Dirty data negatively affects workflows, marketing efforts, and your customers’ experience. It can even get you into legal trouble.
What is Dirty Data?
How data gets dirty
Duplicate data refers to records that partially or fully share the same information. They come when the same information is entered multiple times, sometimes in different formats. A typical duplicate dirty data example is when one customer exists in your CRM multiple times. This often happens because the customer’s name is written slightly differently each time (Ellie H. Rhodes, Ellie Hannah Rhodes, Eleanor H. Rhodes, Eleanor Hannah Rhodes)
Because customer information is scattered across different records, duplicate customer data leads to:
- Poor customer service
- Incorrect tracking and reporting
- Duplicate marketing targeting
Data that is not encrypted or access controlled is considered insecure. This means that it can be accessed by anyone within your company, and in some cases, even by third parties. Insecure data poses a risk to privacy and can also result in legal issues, as companies may be non-compliant with laws such as GDPR and CCPA.
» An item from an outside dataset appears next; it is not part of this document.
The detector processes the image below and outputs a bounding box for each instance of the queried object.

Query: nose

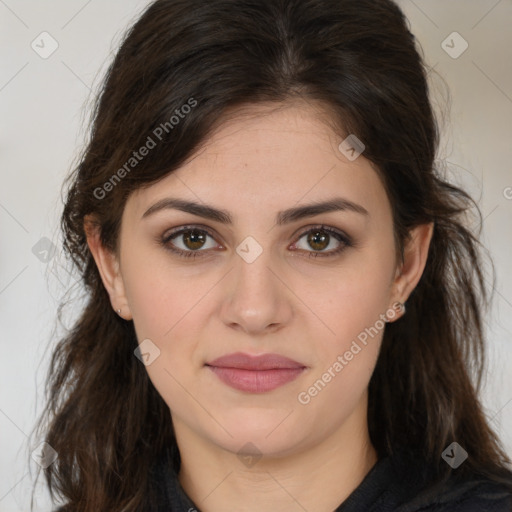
[221,244,293,336]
An example of dirty data that’s incomplete would be if your newsletter sign-up form has a field for the lead’s first name, but the field isn’t a required field. Leads can then sign up without leaving their name, rendering your personalised email campaigns less effective.
Inaccurate data is data that has errors or mistakes. For instance, if a customer makes a typo while entering their last name on one of your forms, the last name you have in your records is inaccurate. This is considered a dirty record.
Outdated data is inaccurate not because it was entered incorrectly but because it used to be accurate, and now it isn’t anymore. For instance, if your CRM still shows a customer's old address even after they have moved.
Other examples of outdated data are:
- Phone numbers or email addresses that are no longer in use
- Titles of people who have since switched jobs
- Out-of-date email segments
Incorrect data refers to data that does not meet previously defined parameters. It is easier to prevent than to correct. For instance, if a customer uses a dropdown menu to enter their birthdate, the system will only permit them to choose one out of 12 months and one out of 31 days and does not allow them to select a birth year that would make them older than 120 years.
For example, inconsistent data or data redundancy happens when companies store the same information in different places without syncing it. This can be seen when a company stores customer information in both its CRM and email marketing tool.
To increase the data quality and prevent dirty data, organisations should incorporate methodologies to ensure the data's completeness, validity, consistency, and correctness.